La FIFA a annoncé une augmentation de 15% des dotations financières allouées aux équipes participant à la Coupe du Monde 2026, portant l’enveloppe totale à 871 millions de dollars. Pour la Tunisie, déjà qualifiée pour la compétition, cette décision va bien au-delà du symbole sportif : elle représente une injection de fonds substantielle pour la fédération nationale.
Des primes revalorisées qui changent la donne pour la FTF
Chaque sélection engagée dans la compétition percevra désormais 10 millions de dollars au titre de la prime de participation, auxquels s’ajoutent 2,5 millions dédiés à la préparation. Pour la Fédération tunisienne de football (FTF), ces montants arrivent à point nommé. Dans un environnement où les budgets demeurent contraints, cette revalorisation ouvre des perspectives concrètes : renforcement des infrastructures, amélioration des conditions d’entraînement de la sélection et soutien aux filières de formation. Il s’agit d’un levier financier que la fédération ne peut ignorer, d’autant que la qualification en elle-même garantit déjà une part significative de cette manne.
Un Mondial à 48 équipes porteur d’enjeux économiques majeurs
L’édition 2026, qui se tiendra principalement aux États-Unis avec un format élargi à 48 nations, amplifie mécaniquement les retombées pour chaque participant. Au-delà des résultats sur le terrain, prendre part à ce tournoi génère une visibilité internationale précieuse, des opportunités de sponsoring élargies et une valorisation accrue des joueurs tunisiens évoluant à l’étranger.

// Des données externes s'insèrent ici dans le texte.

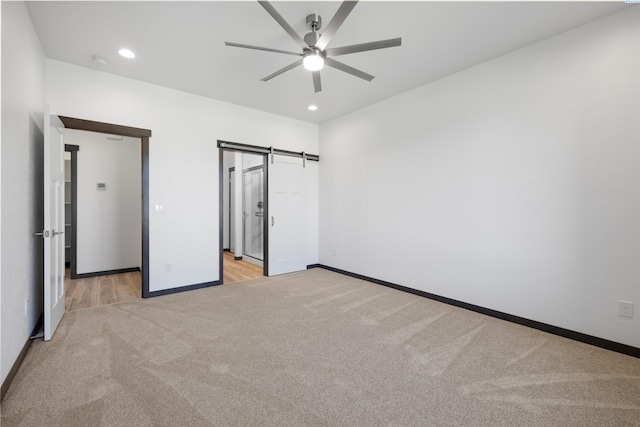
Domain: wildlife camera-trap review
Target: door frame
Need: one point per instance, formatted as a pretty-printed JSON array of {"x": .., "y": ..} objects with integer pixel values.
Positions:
[
  {"x": 265, "y": 220},
  {"x": 244, "y": 219},
  {"x": 73, "y": 255},
  {"x": 144, "y": 135},
  {"x": 265, "y": 152}
]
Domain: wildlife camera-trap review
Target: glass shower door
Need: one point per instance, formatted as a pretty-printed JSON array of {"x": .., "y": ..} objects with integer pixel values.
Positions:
[{"x": 253, "y": 207}]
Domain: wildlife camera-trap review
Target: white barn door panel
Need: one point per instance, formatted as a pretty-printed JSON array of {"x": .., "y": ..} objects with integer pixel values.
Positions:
[{"x": 286, "y": 215}]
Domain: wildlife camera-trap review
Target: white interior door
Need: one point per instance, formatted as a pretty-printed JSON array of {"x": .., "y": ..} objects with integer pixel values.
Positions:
[
  {"x": 53, "y": 233},
  {"x": 286, "y": 215}
]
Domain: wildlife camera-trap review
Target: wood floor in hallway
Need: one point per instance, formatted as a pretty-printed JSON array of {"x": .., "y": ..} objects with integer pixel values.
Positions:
[
  {"x": 101, "y": 290},
  {"x": 237, "y": 271}
]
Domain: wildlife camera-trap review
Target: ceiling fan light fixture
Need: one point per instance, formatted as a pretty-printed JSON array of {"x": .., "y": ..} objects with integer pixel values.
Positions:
[
  {"x": 127, "y": 53},
  {"x": 313, "y": 60}
]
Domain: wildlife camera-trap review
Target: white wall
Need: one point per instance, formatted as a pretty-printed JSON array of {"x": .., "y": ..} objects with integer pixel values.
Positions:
[
  {"x": 109, "y": 222},
  {"x": 183, "y": 157},
  {"x": 512, "y": 185},
  {"x": 23, "y": 74}
]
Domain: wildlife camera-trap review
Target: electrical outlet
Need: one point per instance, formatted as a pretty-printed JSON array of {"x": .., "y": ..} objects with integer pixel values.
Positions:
[{"x": 626, "y": 309}]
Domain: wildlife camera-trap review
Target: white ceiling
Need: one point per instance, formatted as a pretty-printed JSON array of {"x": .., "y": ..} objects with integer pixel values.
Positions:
[{"x": 181, "y": 45}]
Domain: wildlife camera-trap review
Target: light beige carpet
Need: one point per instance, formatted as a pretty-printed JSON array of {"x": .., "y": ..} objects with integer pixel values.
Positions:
[{"x": 313, "y": 348}]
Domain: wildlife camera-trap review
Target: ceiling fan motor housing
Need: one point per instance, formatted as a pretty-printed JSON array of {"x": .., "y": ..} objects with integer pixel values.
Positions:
[
  {"x": 314, "y": 22},
  {"x": 311, "y": 38}
]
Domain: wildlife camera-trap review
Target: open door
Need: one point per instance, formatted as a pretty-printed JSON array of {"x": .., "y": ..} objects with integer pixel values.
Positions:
[
  {"x": 53, "y": 232},
  {"x": 286, "y": 215}
]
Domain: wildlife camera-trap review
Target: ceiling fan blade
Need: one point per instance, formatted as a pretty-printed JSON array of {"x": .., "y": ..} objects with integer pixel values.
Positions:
[
  {"x": 266, "y": 49},
  {"x": 282, "y": 70},
  {"x": 317, "y": 84},
  {"x": 347, "y": 69},
  {"x": 343, "y": 11},
  {"x": 354, "y": 48},
  {"x": 284, "y": 24}
]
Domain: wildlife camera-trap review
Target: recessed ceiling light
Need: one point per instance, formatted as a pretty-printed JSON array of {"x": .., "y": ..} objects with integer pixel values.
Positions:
[
  {"x": 127, "y": 53},
  {"x": 98, "y": 60}
]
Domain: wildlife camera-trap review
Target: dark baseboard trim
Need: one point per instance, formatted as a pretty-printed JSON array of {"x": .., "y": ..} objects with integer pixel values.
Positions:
[
  {"x": 181, "y": 289},
  {"x": 555, "y": 330},
  {"x": 105, "y": 273},
  {"x": 16, "y": 365}
]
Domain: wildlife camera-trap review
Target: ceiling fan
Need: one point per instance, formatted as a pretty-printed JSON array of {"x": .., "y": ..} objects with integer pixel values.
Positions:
[{"x": 314, "y": 52}]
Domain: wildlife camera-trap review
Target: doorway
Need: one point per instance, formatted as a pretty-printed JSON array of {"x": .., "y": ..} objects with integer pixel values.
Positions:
[
  {"x": 244, "y": 207},
  {"x": 143, "y": 135},
  {"x": 103, "y": 232},
  {"x": 288, "y": 213}
]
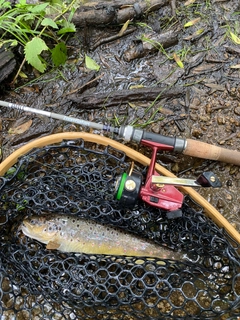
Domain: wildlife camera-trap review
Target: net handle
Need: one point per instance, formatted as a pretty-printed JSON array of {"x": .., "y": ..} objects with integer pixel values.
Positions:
[{"x": 134, "y": 155}]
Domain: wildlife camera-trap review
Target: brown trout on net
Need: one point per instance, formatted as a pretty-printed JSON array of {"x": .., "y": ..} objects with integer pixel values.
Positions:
[{"x": 74, "y": 234}]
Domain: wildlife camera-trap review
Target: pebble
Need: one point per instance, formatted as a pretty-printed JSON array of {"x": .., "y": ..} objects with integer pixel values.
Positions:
[{"x": 237, "y": 111}]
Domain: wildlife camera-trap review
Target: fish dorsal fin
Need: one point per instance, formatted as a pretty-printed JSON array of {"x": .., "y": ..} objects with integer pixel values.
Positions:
[{"x": 52, "y": 245}]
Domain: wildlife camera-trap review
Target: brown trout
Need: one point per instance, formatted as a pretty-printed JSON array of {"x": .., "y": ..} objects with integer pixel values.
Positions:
[{"x": 74, "y": 234}]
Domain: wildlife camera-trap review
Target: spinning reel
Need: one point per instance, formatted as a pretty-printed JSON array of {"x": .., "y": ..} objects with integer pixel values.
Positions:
[{"x": 158, "y": 191}]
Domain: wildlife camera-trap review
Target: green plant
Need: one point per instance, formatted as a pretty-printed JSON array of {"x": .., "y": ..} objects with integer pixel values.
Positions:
[{"x": 29, "y": 26}]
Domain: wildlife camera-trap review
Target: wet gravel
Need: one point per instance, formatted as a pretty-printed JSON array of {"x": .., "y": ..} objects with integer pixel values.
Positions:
[{"x": 208, "y": 109}]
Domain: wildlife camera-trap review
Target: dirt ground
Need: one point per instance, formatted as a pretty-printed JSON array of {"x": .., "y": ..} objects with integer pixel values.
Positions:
[{"x": 207, "y": 108}]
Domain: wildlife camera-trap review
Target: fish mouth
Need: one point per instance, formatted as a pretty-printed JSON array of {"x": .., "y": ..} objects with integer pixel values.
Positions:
[{"x": 26, "y": 229}]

Cette hausse des dotations s’inscrit dans un contexte de croissance globale du football mondial : la FIFA table sur des recettes record de 13 milliards de dollars pour le cycle 2023-2026, un succès commercial qui justifie, selon l’instance mondiale, cette redistribution accrue vers les fédérations participantes. Le vainqueur du tournoi empochera quant à lui 50 millions de dollars, soit une somme qui illustre l’ampleur financière que la Coupe du Monde a atteinte. Pour la Tunisie, l’enjeu dépasse donc largement le cadre du résultat sportif brut.